Two-way satellite connections allow data from the subscriber to be sent to the Internet via a satellite uplink, although some two-way systems also employ a conventional dial-up Internet connection to carry traffic that is less dependent on high-bandwidth than it is on low latency. The satellite uplink and downlink channels are reserved for traffic where high bandwidth is the priority, and latency is not an issue. In the UK, British Telecom offer a satellite broadband service called BT Business Satellite that provides an always-on Internet connection that is not dependent on a dial-up connection, with upload speeds of up to 128 kbps and download speeds of up to 512 kbps.

The BT system uses a geo-stationary satellite in orbit over the equator. A small two-way VSAT (very small aperture terminal) satellite dish is mounted on a wall or roof at the subscriber's premises with unobstructed line-of-sight to the satellite, and is connected via two coaxial cables to a satellite modem inside the subscriber's home or office. The dish is used to transmit upstream data to the satellite and to receive downstream data. The satellite communicates with a BTOpenworld hub, which has a high-capacity link to the Internet. One or more computers (up to four per connection with BT's service) are connected to the satellite modem. If only one computer is connected to the modem, the connection can utilise either a USB or Ethernet cable. If more than one computer is connected, the connection to the modem must be made via a suitable router. The diagram below illustrates the paths that the data must follow between a subscriber's home or office network and the Internet.

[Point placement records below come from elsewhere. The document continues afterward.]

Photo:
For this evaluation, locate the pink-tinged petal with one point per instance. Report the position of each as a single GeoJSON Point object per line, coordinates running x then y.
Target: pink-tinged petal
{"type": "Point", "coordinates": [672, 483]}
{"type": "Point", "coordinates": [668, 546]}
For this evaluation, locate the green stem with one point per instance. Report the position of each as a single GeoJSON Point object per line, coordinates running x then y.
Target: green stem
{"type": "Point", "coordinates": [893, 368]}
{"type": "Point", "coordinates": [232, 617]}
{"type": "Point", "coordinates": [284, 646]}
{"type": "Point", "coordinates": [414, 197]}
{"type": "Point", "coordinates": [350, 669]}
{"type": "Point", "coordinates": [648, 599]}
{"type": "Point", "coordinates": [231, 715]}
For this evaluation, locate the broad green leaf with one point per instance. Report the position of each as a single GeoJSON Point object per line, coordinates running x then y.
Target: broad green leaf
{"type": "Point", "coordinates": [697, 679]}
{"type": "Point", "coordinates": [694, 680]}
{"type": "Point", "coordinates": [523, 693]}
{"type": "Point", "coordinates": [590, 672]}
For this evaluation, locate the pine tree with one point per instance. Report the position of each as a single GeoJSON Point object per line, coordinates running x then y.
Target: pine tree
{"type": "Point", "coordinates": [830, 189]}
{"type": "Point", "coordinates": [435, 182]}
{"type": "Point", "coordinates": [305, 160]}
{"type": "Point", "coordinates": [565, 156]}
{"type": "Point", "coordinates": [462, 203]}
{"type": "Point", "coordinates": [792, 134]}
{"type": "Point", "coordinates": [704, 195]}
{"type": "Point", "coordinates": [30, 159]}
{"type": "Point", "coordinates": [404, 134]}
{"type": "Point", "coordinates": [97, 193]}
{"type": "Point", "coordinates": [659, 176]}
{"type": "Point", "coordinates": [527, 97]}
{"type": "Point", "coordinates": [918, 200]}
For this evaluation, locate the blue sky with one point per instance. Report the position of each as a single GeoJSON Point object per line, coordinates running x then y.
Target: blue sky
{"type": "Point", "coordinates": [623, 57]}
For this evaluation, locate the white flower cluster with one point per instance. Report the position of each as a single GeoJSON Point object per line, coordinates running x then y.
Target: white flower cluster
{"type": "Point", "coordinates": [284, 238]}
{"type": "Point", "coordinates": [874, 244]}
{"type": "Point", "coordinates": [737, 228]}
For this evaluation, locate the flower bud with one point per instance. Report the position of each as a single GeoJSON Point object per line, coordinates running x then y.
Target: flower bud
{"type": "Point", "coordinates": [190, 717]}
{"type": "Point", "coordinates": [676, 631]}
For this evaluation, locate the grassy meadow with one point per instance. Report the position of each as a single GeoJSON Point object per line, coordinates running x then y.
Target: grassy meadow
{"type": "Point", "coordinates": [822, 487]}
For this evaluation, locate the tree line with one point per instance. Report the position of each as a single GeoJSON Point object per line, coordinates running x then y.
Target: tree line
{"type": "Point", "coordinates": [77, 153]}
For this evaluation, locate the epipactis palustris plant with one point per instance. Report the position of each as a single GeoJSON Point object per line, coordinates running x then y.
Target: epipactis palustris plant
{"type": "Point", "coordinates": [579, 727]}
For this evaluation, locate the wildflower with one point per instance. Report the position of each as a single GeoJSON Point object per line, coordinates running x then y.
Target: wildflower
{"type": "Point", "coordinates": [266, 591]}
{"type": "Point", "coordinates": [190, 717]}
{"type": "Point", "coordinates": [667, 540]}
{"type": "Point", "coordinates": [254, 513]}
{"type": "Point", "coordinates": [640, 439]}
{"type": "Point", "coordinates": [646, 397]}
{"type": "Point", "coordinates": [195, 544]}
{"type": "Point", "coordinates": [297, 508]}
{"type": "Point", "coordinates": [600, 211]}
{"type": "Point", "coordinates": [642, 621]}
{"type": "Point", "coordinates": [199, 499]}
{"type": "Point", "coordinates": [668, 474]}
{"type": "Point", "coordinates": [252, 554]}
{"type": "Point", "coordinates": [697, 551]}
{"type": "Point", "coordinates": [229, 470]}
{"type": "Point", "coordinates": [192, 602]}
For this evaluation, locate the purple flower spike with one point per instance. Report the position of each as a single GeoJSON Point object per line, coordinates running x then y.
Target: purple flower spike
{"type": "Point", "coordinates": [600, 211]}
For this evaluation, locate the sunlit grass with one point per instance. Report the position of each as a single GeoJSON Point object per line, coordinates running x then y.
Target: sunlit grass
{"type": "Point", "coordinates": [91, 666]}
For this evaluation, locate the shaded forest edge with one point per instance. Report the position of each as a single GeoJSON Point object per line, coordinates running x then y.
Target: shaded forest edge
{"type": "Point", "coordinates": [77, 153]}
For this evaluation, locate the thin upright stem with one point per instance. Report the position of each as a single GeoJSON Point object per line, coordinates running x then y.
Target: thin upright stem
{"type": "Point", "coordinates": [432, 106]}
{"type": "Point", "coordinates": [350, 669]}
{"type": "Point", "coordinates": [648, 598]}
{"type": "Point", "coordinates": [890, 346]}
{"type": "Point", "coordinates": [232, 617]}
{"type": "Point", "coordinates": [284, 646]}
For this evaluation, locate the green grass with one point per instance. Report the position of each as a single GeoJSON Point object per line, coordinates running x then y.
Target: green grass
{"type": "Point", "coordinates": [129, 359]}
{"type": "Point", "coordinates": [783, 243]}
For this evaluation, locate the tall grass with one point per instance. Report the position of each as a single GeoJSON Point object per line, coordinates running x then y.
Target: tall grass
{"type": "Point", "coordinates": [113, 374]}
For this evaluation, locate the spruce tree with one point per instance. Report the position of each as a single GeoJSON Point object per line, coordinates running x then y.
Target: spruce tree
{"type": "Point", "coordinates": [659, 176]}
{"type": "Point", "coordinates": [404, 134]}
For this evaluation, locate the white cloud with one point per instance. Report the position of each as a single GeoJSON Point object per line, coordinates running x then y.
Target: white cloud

A VSAT-based satellite system

A VSAT-based satellite system

Internet connection via a LAN

A connection to the Internet can be made by a client computer on a local area network (LAN) if the LAN has an Internet connection. A network router is usually required to provide the appropriate interface between the LAN and the Internet. The LAN's Internet connection will usually be provided by an ISP, and can be any of the preceding connection types. Bear in mind, however, that the clients on the network with access to the Internet will be sharing the Internet connection bandwidth. The type of Internet connection chosen should reflect the amount of Internet traffic that will pass through it, since it represents a potential bottleneck for traffic into and out of the LAN. If a significant number of clients require Internet access at the same time, individual response times will slow significantly, especially if some users are uploading or downloading large amounts of data. One obvious answer to the problem is to provide additional high-speed Internet connections, although this will have cost implications.